The Smolny had none of the calm architectural grace of the Tauride Palace. Like most girls’ academies of the nineteenth century, it was austere and practical, more like a prison than a place to broaden the mind and uplift the spirit. This austerity seemed to reflect the change of mood among its revolutionary squatters. There was a general air of sternness, of sleepless nights and feverish improvisation inside the Smolny. John Reed said that it ‘hummed like a gigantic hive’. The outer gates were guarded by surly armed guards, who carefully checked the passes of everyone who entered (Trotsky himself was once refused entry when he could not find his pass). The endless vaulted corridors, dimly lit by electric lamps, were lined with resting soldiers and bundles of newspapers. There was a constant rush of people and the sound of their heavy boots on the stone floors echoed thunderously. The air was thick with cigarette smoke; the floors were covered with rubbish; and everywhere there was the smell of urine. Futile signs were hung up on the walls: ‘Comrades, for the sake of your health, preserve cleanliness!’ But no one took any notice. The barrack-like classrooms were filled by the offices of the various revolutionary organizations.

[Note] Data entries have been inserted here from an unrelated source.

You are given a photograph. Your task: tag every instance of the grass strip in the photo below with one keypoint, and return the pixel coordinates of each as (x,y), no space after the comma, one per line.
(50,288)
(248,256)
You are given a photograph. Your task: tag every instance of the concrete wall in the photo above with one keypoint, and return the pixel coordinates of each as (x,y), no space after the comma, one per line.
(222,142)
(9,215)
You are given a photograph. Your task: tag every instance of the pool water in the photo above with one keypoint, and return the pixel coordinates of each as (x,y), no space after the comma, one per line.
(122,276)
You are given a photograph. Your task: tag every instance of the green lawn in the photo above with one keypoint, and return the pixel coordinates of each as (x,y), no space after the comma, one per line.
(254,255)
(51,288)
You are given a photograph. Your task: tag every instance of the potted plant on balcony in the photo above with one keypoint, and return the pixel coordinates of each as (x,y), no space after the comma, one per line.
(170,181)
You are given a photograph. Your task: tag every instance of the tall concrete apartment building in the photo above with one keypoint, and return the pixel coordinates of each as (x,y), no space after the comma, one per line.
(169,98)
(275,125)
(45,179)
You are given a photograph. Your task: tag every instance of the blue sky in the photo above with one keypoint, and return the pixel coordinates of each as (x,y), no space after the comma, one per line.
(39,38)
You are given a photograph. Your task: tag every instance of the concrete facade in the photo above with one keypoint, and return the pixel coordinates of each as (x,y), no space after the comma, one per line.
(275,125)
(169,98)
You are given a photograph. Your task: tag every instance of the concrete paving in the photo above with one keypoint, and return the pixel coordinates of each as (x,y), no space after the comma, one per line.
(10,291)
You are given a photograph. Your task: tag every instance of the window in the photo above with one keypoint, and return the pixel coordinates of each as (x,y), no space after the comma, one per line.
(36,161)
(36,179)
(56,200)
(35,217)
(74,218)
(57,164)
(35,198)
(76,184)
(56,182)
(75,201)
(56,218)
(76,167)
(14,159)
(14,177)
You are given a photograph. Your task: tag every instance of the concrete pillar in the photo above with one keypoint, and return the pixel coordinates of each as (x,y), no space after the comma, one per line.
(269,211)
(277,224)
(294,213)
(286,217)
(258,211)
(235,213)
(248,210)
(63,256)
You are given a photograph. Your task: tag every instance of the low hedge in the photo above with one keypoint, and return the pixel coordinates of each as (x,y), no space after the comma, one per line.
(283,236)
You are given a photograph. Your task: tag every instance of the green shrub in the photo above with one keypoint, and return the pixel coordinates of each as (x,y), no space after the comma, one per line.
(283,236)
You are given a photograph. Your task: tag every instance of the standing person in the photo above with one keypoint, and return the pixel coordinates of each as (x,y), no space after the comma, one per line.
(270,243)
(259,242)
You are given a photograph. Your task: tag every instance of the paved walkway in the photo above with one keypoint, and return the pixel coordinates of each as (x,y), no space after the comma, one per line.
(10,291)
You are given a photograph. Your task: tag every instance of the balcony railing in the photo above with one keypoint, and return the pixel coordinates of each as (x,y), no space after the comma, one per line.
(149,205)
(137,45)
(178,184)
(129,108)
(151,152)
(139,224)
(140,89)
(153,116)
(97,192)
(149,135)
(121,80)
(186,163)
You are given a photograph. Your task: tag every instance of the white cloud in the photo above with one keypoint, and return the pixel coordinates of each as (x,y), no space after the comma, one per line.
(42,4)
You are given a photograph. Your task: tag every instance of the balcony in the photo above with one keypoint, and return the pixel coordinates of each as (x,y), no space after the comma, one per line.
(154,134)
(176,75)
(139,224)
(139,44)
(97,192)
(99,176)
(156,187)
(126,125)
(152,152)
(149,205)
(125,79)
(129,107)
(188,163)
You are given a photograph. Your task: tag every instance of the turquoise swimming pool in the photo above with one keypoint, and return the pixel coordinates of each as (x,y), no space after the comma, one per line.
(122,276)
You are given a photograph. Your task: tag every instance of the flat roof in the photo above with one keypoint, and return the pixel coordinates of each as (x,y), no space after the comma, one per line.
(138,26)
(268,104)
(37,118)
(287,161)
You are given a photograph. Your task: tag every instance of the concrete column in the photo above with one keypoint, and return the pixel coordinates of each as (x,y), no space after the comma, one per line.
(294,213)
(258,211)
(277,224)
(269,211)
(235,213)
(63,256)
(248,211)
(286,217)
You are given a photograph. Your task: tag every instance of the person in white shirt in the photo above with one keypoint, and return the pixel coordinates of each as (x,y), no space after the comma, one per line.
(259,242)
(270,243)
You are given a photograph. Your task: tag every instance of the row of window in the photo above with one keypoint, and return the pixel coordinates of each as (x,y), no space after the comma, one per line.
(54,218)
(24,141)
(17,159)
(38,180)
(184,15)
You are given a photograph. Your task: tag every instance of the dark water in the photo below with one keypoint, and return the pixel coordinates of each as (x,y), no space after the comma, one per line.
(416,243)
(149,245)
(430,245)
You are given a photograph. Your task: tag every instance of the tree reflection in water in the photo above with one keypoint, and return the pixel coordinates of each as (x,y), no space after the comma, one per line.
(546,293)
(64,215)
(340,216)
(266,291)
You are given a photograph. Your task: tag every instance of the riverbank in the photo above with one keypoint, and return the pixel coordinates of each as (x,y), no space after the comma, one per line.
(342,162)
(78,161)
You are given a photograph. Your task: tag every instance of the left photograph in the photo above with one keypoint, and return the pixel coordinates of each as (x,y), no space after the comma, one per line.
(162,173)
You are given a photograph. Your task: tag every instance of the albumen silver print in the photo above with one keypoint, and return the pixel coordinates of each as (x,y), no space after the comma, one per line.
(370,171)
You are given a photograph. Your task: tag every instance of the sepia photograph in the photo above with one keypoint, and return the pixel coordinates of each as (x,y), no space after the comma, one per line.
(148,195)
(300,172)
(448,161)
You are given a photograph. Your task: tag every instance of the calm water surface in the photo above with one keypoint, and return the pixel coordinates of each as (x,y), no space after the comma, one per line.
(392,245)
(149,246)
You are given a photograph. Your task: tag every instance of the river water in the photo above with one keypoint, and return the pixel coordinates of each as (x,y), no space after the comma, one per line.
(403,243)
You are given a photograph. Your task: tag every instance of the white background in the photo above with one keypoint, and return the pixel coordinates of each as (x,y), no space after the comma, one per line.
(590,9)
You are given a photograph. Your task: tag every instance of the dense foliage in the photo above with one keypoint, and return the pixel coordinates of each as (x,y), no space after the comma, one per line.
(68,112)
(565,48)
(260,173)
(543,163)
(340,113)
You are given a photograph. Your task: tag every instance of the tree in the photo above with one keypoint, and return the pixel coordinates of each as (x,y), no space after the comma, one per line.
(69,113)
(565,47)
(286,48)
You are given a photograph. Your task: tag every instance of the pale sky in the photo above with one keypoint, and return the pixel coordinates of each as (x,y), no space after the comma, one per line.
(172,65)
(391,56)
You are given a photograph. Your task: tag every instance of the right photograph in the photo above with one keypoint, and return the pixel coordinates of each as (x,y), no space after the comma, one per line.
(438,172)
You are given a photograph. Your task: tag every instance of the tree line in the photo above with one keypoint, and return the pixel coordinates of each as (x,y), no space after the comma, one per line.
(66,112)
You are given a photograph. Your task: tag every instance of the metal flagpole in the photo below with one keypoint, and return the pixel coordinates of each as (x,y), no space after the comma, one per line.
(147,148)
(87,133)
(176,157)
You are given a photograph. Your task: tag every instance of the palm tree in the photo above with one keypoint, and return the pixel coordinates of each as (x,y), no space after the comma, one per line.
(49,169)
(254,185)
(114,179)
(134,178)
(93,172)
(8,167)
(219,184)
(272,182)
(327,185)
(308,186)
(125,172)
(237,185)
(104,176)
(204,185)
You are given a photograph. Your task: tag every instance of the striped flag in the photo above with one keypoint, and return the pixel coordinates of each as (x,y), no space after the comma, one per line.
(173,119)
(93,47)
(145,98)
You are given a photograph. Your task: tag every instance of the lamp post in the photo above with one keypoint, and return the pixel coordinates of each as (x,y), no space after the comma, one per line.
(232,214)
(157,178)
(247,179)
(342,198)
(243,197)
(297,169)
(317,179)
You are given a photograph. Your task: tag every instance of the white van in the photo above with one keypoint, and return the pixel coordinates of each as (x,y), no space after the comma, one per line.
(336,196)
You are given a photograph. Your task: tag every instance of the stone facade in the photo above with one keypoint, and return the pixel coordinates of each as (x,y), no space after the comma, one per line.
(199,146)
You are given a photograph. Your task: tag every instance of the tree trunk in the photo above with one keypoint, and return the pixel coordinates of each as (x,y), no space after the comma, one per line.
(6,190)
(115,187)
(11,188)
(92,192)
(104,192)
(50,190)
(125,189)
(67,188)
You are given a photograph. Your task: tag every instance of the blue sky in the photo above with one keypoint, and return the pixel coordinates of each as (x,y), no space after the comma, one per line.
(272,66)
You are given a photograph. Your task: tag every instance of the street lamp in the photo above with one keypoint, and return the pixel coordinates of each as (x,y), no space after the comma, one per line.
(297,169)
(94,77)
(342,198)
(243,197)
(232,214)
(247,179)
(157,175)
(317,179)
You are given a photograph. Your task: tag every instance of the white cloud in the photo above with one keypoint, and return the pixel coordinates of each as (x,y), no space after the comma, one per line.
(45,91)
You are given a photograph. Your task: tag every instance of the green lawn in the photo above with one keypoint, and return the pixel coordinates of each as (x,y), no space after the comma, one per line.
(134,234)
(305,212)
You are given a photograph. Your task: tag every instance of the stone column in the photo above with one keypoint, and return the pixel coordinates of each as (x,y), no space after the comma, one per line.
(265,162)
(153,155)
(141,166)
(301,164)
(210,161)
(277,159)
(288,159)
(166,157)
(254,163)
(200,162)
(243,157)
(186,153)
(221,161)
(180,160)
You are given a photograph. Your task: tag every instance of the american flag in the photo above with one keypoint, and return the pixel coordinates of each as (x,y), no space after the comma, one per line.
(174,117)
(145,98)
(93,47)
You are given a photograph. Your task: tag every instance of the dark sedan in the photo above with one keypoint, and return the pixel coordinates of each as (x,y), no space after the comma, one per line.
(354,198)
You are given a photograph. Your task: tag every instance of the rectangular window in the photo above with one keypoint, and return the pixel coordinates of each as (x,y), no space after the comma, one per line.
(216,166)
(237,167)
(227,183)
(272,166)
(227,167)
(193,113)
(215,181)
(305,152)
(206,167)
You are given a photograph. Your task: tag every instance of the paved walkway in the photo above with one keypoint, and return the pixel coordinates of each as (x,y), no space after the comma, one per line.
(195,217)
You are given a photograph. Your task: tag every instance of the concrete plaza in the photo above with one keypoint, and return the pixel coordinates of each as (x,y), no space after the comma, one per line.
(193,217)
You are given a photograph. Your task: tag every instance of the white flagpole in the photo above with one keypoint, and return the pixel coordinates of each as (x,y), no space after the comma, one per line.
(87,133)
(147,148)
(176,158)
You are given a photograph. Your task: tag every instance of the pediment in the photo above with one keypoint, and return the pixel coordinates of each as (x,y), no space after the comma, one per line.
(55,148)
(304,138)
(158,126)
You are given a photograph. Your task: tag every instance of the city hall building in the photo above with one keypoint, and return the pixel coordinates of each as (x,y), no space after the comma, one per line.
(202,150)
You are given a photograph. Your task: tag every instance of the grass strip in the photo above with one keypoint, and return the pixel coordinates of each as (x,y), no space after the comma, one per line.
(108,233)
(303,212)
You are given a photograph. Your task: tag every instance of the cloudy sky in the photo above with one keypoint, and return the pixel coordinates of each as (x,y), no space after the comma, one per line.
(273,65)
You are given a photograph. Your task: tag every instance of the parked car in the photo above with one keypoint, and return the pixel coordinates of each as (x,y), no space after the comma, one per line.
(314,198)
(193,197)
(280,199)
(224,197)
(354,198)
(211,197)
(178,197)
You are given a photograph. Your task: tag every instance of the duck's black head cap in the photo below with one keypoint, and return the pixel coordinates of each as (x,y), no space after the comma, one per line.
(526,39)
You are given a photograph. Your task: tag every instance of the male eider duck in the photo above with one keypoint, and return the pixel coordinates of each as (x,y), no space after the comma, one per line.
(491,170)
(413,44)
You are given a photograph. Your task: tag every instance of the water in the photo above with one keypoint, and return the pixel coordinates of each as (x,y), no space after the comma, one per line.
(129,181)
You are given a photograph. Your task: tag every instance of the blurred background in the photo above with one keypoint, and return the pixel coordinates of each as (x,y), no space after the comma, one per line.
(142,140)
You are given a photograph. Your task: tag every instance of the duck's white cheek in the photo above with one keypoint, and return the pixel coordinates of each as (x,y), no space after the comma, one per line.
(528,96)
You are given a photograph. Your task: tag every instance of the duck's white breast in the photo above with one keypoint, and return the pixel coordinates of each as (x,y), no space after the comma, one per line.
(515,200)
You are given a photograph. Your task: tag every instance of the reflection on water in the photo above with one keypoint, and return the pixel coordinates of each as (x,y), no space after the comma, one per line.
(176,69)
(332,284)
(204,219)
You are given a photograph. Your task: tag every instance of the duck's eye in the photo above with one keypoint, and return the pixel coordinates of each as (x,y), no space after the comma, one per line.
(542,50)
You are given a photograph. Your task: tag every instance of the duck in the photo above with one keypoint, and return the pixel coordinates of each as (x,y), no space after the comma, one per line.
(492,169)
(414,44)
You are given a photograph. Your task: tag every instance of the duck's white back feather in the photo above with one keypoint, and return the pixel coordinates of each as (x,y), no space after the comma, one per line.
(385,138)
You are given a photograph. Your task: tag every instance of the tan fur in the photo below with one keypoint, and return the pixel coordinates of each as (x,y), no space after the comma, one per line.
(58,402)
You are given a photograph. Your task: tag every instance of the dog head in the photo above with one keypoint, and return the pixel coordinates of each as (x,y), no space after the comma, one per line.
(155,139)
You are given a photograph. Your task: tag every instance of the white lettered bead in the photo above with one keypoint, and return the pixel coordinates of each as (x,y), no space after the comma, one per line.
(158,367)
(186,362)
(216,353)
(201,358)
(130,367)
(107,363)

On their doors, which constantly opened and shut, were still the old enamel plaques naming the classrooms; but over these hung crude paper signs to inform the passer-by of their new occupants: the Executive Committee of the Petrograd Soviet; the Bureau of the Factory Committees; or the caucus of some political party. The centre of life at the Smolny was the ornate chandeliered ballroom, where the uproarious sessions of the Soviet were held; above the dais, where the executive sat, was a blank space on the wall, from which the Tsar’s portrait had been removed. Downstairs, in the girls’ former refectory, there was always a huge crowd of hungry workers and soldiers; many came to the Smolny for no other reason than to eat. They wolfed down their food, slurped hot tea from tins, and shouted obscenities which the young gentlewomen of the Smolny school could not even have imagined.1

With the Bolshevik Central Committee entrenched in Room 36, the Smolny became a physical challenge to the existence of the Provisional Government. The crucial meeting of 10 October had placed an armed uprising on the Bolsheviks’ agenda. But they had not set a date. As yet, most of the Bolshevik leaders were still opposed to Lenin’s demand for an immediate insurrection, while some put it off to the distant future. ‘The resolution of 10 October is one of the best resolutions the Central Committee has ever passed,’ declared Mikhail Kalinin, ‘but when this uprising will take place is uncertain — perhaps in a year.’ The ambivalent mood of the streets was the main cause for concern. Everyone sensed a general fatigue and discontent with the Kerenshchina. The war had gone on for far too long, people were fed up queuing half the night for bread, and there was a widespread feeling in the factories and the barracks that the status quo could no longer be endured. But would the Petrograd workers and soldiers ‘come out’ for an uprising? Many remembered the July Days, the loss of workers’ jobs and repressions which followed, and were reluctant to risk another defeat. The Bolshevik Military Organization, which had its pulse on the mood of the capital’s slums, repeatedly warned that while the workers and soldiers were thoroughly disgruntled and sympathized with their slogans, they were not yet ready to come out on the party’s call, though they might take to the streets on the call of the Soviet if it was in danger.